CENTRO CIVICO E BIBLIOTECA
CASTELLANZA



committente: Comune di Castellanza
progetto: Dap studio
strutture: C. Carnelli
impianti: L. Cancellerini
cronologia: 2004 
Premio Inarsind/Arch+ Built Achitecture 2010, Progetto inserito in Iter Project - www.architetturadelmoderno.it, progetto presentato al Jiangsu Culture Festival di Nanchino 2005


L'intervento riguarda il recupero di un edificio industriale dismesso che si affaccia lungo il fiume Olona a Castellanza e rientra nel programma di riqualificazione del lungofiume.
L'edificio industriale, che ospitava l'apprettificio della manifattura Tosi, da oltre trenta anni non era più utilizzato a scopi industriali: il progetto ha previsto la conversione dell'edificio in nuova sede per la Biblioteca Civica con annesso spazio espositivo/conferenze e la riqualificazione delle aree esterne attigue.
Il progetto mantiene ed evidenzia le caratteristiche dell'edificio industriale d'epoca: i nuovi elementi si sovrappongono alla preesistenza in modo non mimetico. Esternamente i bowindows in acciaio e vetro, inseriti nelle bucature dei serramenti preesistenti, acquistano il valore di schermi utilizzati come strumenti di comunicazione e diventano, di volta in volta, supporto per proiezione di parole e immagini, bacheche per esposizioni in duplice rapporto con esterno/interno o semplici 'lampade' colorate protese verso la città. I bowindows di notte sono illuminati da luci che cambiano, gradualmente, di colore.

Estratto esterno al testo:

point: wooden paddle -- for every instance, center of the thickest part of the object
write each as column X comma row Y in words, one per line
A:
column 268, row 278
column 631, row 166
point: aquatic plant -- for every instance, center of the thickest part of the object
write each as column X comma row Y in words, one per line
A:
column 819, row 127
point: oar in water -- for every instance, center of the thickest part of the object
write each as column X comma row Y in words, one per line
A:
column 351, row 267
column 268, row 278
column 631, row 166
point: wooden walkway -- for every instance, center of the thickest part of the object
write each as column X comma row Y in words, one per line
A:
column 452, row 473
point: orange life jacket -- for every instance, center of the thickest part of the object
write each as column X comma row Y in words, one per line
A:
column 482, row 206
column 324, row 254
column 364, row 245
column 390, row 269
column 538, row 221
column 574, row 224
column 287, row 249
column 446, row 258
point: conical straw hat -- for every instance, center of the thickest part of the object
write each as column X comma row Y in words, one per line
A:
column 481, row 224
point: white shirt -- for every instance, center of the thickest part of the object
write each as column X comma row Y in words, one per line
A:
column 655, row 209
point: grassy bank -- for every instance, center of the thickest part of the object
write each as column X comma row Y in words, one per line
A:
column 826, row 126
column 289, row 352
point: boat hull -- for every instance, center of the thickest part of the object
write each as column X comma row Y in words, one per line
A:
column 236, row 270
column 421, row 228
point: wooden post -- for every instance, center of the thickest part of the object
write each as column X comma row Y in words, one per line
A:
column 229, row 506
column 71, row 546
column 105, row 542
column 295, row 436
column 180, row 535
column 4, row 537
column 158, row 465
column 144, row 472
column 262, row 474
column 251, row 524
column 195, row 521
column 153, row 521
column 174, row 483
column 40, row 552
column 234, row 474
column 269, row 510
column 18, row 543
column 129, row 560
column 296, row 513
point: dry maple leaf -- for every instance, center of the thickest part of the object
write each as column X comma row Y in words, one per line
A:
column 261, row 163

“Dentro” e “fuori” sono in costante rapporto visivo: le grandi aperture inquadrano e proiettano all'esterno frammenti degli spazi interni mentre, verso l'interno, i bowindows, con il variare della loro illuminazione, rendono mutevole la percezione degli spazi.
Il progetto prevede al piano terra una zona reception, una sala conferenze , un bar e magazzini. Il piano superiore è invece un ampio spazio aperto destinato alla Biblioteca. In contrapposizione con la geometria ortogonale del volume, gli spazi interni si organizzano intorno a forme e volumi disposti liberamente nello spazio, concepiti come isole funzionali che 'galleggiano' autonome e, tuttavia, in reciproco rapporto, secondo la logica dell'arcipelago.
Elementi organizzatori dell'impianto distributivo sono i volumi definiti 'isole funzionali': la Sala PC, la Sala della collezione di libri antichi Pomini, le aree reference e reception… Tali volumi si staccano nettamente dal 'contenitore' industriale anche per la scelta dei materiali utilizzati: smalti e vetri colorati, policarbonato e mdf colorato creano netti contrasti con la matericità e le imperfezioni del mattone originario mantenuto in facciata.